No se detuvo hasta que estuvo parado directamente ante ella. Sintió el perfume de la loción para después de afeitarse, la fragancia de la ropa recién lavada, y una nota de almizcle masculino. La embriagadora fragancia despertó recuerdos que le hicieron sentir un hormigueo en las rodillas. Cerró los ojos, pero la falta de visión sólo hizo que las imágenes fueran más vividas.

Recordó con demasiada claridad la sensación de sus manos acariciando su piel, el efecto de sus labios, el sonido de sus propios gemidos de placer.

– Almuerza conmigo, Laura -las palabras pronunciadas con suavidad acariciaron sus sentidos. Este hombre la desarmaba demasiado rápido, demasiado por completo. ¿Podría sobrevivir una vez más a caer en sus brazos sin esfuerzo… sólo para terminar sola otra vez?

– Yo… no puedo. En serio. Sólo porque no veamos pacientes al mediodía no significa que tengamos el resto de la tarde libre. Además, les prometí a las enfermeras que las acompañaría a almorzar.

– Ve, Laura -dijo Cathy a sus espaldas-. Al doctor V. no le importa si te tomas un almuerzo largo, y puedes ir con nosotras en cualquier otro momento.

– Ya ves -dijo Brent-, parece que, después de todo, estás libre.

– No sé -se demoró, deseando estar con él, pero a la vez temiéndolo. Tenía el poder para atraparla con demasiada facilidad. Y si se preocupaba por ella, si realmente quería estar con ella, ¿por qué no había llamado?

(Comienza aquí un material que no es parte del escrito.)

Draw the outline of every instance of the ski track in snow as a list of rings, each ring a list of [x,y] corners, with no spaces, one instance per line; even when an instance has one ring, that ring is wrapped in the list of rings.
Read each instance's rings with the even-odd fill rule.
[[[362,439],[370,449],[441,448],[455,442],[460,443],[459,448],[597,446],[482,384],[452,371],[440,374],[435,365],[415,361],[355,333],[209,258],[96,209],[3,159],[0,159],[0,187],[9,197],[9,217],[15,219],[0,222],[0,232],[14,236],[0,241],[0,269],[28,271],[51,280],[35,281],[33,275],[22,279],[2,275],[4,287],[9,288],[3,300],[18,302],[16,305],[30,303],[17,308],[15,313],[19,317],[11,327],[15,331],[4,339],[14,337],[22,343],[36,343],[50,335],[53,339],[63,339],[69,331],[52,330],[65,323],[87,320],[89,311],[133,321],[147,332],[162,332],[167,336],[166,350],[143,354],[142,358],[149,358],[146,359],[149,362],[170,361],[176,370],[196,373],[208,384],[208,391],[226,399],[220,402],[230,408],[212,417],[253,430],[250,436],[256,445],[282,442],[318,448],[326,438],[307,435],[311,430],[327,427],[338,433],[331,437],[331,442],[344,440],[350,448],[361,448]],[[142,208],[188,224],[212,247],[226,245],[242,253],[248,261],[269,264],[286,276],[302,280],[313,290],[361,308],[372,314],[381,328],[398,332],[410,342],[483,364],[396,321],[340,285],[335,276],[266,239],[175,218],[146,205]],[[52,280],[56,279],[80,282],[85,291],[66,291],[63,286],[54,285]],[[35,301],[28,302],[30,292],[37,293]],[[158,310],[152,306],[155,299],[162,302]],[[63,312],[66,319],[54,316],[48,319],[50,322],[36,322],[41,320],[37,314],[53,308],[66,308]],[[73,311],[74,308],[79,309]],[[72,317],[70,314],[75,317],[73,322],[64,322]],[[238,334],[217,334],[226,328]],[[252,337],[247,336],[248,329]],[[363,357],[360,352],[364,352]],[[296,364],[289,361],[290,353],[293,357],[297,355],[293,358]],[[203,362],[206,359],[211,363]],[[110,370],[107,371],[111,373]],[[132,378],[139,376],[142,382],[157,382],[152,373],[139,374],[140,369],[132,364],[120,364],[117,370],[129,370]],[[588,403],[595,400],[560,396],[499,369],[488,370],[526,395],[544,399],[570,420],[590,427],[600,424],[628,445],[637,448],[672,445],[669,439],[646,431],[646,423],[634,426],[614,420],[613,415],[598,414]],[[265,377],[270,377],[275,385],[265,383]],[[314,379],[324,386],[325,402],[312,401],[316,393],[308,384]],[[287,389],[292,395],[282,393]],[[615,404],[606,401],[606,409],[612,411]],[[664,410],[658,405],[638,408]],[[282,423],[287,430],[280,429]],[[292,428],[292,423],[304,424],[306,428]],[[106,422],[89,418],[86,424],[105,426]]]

– Entiendo -soltó un suspiro resignado. Cuando levantó la mirada, ella vio que la máscara estaba nuevamente en su lugar. ¿Era posible que estuviera tan dolido y confundido como ella?-. No te preocupes, entonces. Sólo pensé…

Comenzó a retroceder, se detuvo, y se volvió:

– Oh, vamos, Laura, ven a almorzar conmigo. Sólo esta vez. Yo… -sus ojos parpadearon hacia el pasillo detrás de ella, y bajó la voz-: Tengo algunas cosas que realmente necesito decirte, y prefiero decirlas en privado.

Si no hubiera sido por el énfasis en la palabra necesito, habría opuesto más resistencia.

– Está bien -suspiró, exasperada, y luego hizo un gesto fingido de contrariedad-. Con una condición.

– ¡Ah! Ahora viene -se dio una palmada sobre el pecho como si estuviera lesionado. Qué rápido volvía a desempeñar el rol de ingenioso seductor-. Bueno, vamos, dilo.

– Que me dejes manejar.

– ¿Quieres que deje mi auto en este barrio? -parecía tan incrédulo, que ella casi se ríe.

– No, tonto. Me refiero a que me dejes manejar tu auto.

Sus ojos se abrieron aún más durante varios segundos, antes de respirar hondo y responder:

– Está bien; acepto.

Brent mantuvo la conversación en cuestiones de poca importancia, tales como la mudanza a casa de Melody, mientras ella maniobraba el convertible color amarillo a través del odioso tráfico de Houston. Aunque hubiera querido hablar de algo más íntimo, estaba demasiado ocupado aferrándose al apoyabrazos e intentando lucir tranquilo. Sin embargo, debía admitir, Laura manejaba con una rápida agresividad que le sorprendió. Parecía completamente a gusto, y muy sexy, hundida en el asiento de cuero con una mano en el volante y la otra en la palanca de cambio, mientras el viento le revoloteaba el cabello.